The White House has rejected a request from the House Energy and Commerce committee for information about ‘every meeting, briefing or telephone call’ the administration had with non-governmental parties in the lead up to, and wake of, passage of the health care law.

Why? Well, all that transparency stuff is just too much work:

To provide all possible information encompassed by your request…would constitute a vast and expensive undertaking … To the extent you are also seeking documents reflecting internal deliberations and communications, it also would implicate longstanding Executive Branch confidentiality interests.

Sound familiar? It should. This is more or less how the Bush White House responded to initial questions from Congress about Dick Cheney’s meetings with oil industry executives during the formulation of that administration’s energy policy. And that response was denounced by then Senator Obama:

When big oil companies are invited into the White House for secret energy meetings, it’s no wonder they end up with billions in tax breaks while Americans still struggle to fill up their gas tanks and heat their homes.

And it would seem that, when big unions are invited to the White House for secret health care meetings, they get ObamaCare waivers while most Americans struggle to pay their skyrocketing health care costs. But I guess the Energy and Commerce Committee will have to issue subpoenas to get the facts.

Oh, by the way, when Obama made the above-quoted statement, a gallon of gas was about a dollar cheaper than it is today.

Comments 4

  1. nyp wrote:

    The Democrats asked the Bush Administration to disclose the names of the participants in Dick Cheney’s Energy Task Force. (The same type of information that the White House provided to the Republicans this week about healthcare.) They did not demand, as the Republicans have demanded this year, every single document, email, phone call record, personal note created by any member of the Administration in the course of its deliberations and discussions with constituencies affected by a complicated policy process.

    Posted 08 Mar 2011 at 6:06 am
  2. Brian wrote:

    Hmmm. Wasn’t Obama going to run a transparent White House too? It would seem that was just another lie just like closing Gitmo.

    Posted 08 Mar 2011 at 7:02 pm
  3. Nyp wrote:

    In contrast to wwhis predecessor, every white house meeting with an outside party is publicly disclosed and posted on the Internet.

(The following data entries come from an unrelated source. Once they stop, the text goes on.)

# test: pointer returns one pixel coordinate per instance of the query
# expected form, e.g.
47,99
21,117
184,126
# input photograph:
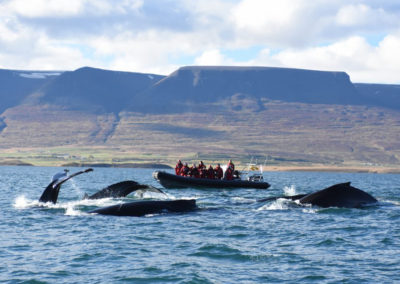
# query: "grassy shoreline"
266,168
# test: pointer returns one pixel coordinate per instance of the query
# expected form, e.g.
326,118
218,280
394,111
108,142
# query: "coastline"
323,168
266,168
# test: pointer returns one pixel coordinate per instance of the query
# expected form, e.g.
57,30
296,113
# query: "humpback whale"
141,208
121,189
50,194
338,195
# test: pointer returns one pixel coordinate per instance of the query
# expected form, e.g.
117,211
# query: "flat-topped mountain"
94,89
289,114
207,84
16,85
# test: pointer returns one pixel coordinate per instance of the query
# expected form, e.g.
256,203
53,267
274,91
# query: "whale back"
141,208
339,195
120,189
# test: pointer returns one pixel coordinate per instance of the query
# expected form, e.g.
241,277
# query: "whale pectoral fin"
50,194
293,197
51,191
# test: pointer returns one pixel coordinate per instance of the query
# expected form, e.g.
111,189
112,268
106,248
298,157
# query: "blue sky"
361,38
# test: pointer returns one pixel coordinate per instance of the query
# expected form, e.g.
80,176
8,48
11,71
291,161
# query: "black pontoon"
168,180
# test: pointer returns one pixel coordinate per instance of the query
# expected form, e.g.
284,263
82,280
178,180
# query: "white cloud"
39,8
362,61
211,57
154,36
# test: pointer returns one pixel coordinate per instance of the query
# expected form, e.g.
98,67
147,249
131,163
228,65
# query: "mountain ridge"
295,115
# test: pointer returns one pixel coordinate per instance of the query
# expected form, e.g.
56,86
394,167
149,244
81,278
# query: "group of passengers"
201,171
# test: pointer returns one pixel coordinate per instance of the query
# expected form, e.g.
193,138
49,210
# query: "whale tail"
122,189
50,194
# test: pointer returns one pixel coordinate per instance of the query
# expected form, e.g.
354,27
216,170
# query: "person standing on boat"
210,172
194,171
178,168
231,165
229,173
201,166
218,172
184,170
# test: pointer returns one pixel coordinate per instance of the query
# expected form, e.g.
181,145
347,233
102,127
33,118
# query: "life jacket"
184,171
178,168
229,174
210,173
194,172
218,172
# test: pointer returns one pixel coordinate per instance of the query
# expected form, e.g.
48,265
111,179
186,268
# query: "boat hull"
168,180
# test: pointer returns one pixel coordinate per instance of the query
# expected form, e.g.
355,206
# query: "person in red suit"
229,173
184,170
194,171
218,172
210,172
201,166
231,165
178,168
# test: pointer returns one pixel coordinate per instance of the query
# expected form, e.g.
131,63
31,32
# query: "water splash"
279,204
21,202
290,190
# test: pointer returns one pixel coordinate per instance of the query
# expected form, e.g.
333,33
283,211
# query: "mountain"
194,85
17,85
91,89
291,115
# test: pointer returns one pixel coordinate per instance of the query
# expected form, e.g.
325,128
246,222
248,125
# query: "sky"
361,38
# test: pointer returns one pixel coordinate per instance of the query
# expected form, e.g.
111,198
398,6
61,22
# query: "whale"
341,195
142,208
122,189
50,193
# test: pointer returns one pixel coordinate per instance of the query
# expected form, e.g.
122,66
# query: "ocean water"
231,239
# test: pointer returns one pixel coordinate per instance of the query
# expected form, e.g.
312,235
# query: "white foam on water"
21,202
279,204
290,190
76,188
72,212
243,200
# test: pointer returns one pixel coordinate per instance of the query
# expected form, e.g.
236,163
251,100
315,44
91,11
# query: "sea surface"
231,239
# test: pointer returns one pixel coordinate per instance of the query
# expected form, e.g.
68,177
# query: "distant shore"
266,168
322,168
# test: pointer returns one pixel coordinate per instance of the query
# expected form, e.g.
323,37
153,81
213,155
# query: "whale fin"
50,194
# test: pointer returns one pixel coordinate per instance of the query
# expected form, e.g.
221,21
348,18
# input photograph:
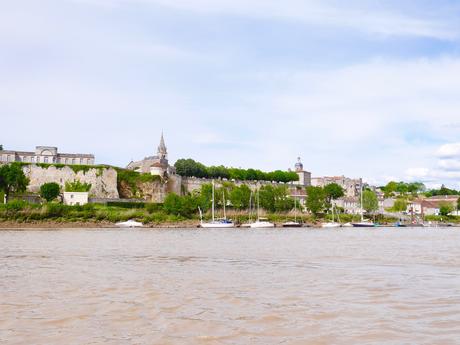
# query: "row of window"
32,159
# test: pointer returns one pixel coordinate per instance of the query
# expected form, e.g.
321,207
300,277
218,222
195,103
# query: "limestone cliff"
103,180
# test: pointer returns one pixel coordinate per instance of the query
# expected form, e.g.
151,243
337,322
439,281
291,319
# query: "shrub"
153,207
77,186
55,210
15,206
125,204
49,191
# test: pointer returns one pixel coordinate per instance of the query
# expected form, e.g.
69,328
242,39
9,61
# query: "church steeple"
162,150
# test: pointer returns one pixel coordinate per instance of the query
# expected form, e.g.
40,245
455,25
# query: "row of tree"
191,168
403,188
13,180
270,198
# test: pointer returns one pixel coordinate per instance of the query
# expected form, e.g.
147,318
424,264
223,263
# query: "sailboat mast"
258,204
223,197
295,206
362,211
250,206
212,200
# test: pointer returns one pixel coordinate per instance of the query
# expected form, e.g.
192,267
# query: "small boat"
292,225
363,223
331,225
261,223
216,223
129,224
295,223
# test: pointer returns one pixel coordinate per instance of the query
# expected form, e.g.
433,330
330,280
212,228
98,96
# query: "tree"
316,199
400,205
172,204
239,197
445,208
77,186
333,191
177,205
370,201
49,191
390,188
12,179
267,198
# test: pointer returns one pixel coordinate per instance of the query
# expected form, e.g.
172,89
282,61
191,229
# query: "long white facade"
46,154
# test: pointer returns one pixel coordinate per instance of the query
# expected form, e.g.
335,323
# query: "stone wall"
103,180
190,184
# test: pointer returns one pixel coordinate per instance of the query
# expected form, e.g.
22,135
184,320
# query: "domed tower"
162,150
304,176
298,165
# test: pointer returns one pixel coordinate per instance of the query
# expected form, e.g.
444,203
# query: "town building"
75,198
432,205
350,186
304,176
46,154
155,165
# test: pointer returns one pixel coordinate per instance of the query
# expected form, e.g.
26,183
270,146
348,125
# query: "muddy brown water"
299,286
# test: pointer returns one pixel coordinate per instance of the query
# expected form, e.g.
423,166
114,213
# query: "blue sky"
356,88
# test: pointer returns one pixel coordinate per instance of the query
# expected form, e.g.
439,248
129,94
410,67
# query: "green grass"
133,179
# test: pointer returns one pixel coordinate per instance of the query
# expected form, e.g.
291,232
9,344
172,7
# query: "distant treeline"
414,188
189,168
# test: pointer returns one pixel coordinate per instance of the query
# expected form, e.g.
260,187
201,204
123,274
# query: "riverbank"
54,215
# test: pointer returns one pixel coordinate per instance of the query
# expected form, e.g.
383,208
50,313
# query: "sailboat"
248,224
363,223
295,223
215,222
332,224
261,222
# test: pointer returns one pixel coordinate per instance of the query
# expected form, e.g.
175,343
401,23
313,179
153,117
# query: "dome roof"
298,165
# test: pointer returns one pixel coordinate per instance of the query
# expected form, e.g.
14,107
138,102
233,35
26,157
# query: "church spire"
162,150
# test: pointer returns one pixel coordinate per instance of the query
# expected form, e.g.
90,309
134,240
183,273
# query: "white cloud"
447,169
451,150
361,15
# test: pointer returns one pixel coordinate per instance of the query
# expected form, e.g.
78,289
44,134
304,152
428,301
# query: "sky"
357,88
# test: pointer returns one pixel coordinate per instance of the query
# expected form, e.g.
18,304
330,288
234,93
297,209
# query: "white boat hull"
259,225
363,225
217,225
292,225
129,224
331,225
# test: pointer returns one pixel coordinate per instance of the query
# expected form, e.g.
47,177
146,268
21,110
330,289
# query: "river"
197,286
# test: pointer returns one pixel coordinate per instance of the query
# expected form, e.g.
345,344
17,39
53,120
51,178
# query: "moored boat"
262,223
216,223
129,224
331,225
292,225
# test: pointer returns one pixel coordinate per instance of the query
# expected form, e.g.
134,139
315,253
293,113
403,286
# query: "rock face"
103,180
154,191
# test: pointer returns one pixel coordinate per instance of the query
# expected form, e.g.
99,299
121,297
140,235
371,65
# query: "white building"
75,198
304,176
46,154
155,165
350,186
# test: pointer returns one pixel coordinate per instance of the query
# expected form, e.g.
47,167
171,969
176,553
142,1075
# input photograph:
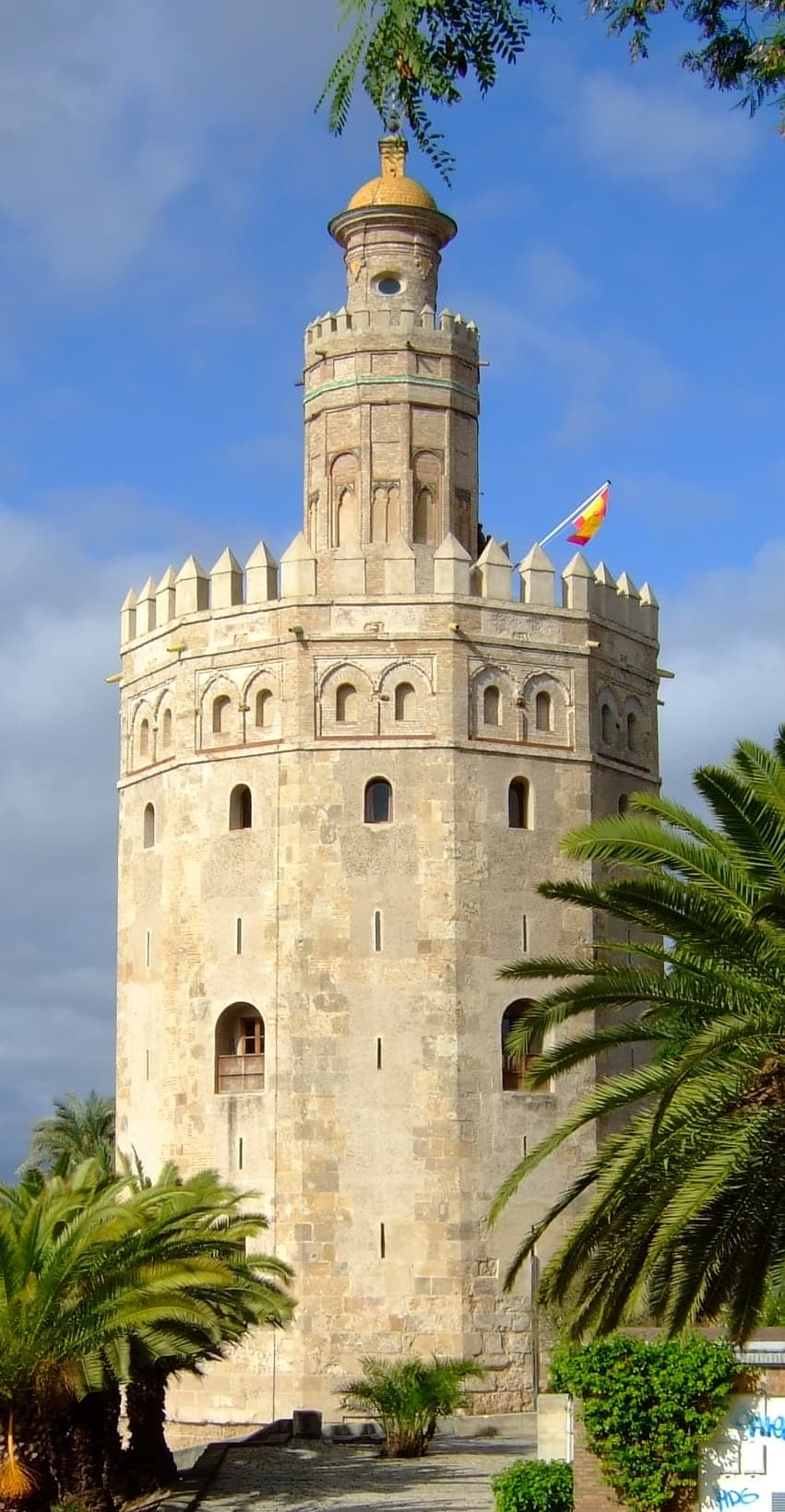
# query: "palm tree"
680,1216
99,1278
80,1128
198,1216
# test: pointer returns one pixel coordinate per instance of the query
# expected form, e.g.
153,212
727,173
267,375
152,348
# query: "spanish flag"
590,520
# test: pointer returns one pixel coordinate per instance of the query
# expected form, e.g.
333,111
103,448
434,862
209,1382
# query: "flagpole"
575,513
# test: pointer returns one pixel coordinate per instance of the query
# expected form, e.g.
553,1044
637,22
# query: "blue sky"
163,195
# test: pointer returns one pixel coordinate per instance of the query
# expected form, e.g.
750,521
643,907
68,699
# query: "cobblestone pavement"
328,1478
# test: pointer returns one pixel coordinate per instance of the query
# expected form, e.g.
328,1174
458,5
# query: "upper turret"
390,387
392,235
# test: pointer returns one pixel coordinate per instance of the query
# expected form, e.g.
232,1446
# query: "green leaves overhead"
413,54
681,1213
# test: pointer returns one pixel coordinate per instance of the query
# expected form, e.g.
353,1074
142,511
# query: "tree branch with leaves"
413,56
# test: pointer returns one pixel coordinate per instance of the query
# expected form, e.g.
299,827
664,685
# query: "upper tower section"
392,235
390,386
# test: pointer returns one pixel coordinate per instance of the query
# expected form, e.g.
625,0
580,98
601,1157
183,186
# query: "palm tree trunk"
117,1470
151,1459
76,1435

That seems pretty transparent to me. Transparency doesn’t mean the executive branch has to surrender legitimate executive privileges or allow wing nut congressmen to smother the workingsnofmthe executive branch with a blizzard of frivolous document demands.

    Posted 09 Mar 2011 at 12:53 am
  4. Robert wrote:

    “wing nut congressmen” stay classy NYP.

    Calling people names with whom you disagree with doesn’t bode well for your overall statements or arguments it sounds very playground like.

    But it was supposed to be different:
    “My Administration is committed to creating an unprecedented level of openness in Government.” http://www.whitehouse.gov/the_press_office/TransparencyandOpenGovernment/

    Defending Obama by citing previous use of “executive privilege” doesn’t quite jive with creating “an unprecedented level of openness.”